Nos seus primeiros anos de mandato, o senhor mudou a cara do Brasil com os programas sociais, a exemplo do Bolsa Família, Luz para Todos, Minha Casa, Minha Vida e outros. Mesmo com a retomada desses programas, neste terceiro mandato, o governo ainda não consegue imprimir uma marca como no início. O que falta para o Lula 3 alcançar o feito? Como melhorar a percepção do brasileiro para o trabalho que o Governo vem desempenhando?
"Estamos reconstruindo o Brasil e isso não é pouco. A começar pela democracia, o respeito e o diálogo entre os Poderes. Não podemos esquecer que a gestão anterior perseguia adversários políticos, ignorava governadores e prefeitos por serem de outros partidos. No meu primeiro ano de governo, viajei por todo o mundo para reconstruir a imagem e o respeito pelo Brasil lá fora. Temos um projeto de desenvolvimento inclusivo com um governo que efetivamente governa, tem projetos, responsabilidade e rumo".
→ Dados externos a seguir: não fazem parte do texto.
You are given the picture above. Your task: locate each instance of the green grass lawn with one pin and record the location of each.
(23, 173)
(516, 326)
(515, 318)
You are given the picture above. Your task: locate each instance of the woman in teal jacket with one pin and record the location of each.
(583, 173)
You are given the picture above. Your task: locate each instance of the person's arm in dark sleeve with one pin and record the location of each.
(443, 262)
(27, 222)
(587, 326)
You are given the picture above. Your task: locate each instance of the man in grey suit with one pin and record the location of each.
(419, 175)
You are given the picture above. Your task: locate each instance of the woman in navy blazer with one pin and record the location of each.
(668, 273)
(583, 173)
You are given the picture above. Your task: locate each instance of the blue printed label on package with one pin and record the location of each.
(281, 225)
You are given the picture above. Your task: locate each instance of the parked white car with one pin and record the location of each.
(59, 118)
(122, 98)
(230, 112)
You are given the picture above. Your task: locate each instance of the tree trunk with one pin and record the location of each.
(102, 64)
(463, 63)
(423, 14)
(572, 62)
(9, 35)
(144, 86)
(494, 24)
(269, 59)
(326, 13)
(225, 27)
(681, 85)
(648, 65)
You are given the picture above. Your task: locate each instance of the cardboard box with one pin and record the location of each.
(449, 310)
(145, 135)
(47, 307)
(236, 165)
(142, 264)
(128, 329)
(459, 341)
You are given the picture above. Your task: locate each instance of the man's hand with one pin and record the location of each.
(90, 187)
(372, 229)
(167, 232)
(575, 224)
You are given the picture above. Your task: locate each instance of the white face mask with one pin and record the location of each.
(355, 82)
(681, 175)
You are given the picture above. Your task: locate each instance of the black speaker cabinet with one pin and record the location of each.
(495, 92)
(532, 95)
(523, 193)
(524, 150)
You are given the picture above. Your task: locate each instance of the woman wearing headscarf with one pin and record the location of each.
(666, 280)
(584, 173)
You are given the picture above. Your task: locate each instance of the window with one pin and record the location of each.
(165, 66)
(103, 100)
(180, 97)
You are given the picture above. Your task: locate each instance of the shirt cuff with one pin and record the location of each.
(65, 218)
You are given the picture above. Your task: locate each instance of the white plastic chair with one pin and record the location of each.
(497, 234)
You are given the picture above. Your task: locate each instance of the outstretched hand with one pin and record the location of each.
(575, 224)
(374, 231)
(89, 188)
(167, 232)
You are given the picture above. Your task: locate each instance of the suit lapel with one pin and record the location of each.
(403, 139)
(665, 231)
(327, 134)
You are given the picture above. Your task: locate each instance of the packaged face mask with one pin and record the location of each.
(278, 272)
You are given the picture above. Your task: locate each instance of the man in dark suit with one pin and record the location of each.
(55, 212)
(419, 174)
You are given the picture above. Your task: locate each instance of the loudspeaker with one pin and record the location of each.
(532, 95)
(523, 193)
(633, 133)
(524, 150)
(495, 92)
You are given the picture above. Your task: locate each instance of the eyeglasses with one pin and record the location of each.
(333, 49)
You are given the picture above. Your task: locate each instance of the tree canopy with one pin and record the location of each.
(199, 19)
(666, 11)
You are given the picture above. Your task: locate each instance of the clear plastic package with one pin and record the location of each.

"Essa é a marca desse governo. E os resultados começam a aparecer. 24 milhões de brasileiros deixaram de passar fome. A renda cresce com a valorização do salário mínimo. A economia volta a avançar. Estamos com a menor taxa de desemprego desde 2014. Nunca tive um governo tão intenso, que fez tanto em tão pouco tempo. Plantamos muito e vamos colher. Eu quero e vou fazer mais nesse meu terceiro mandato do que nos dois primeiros".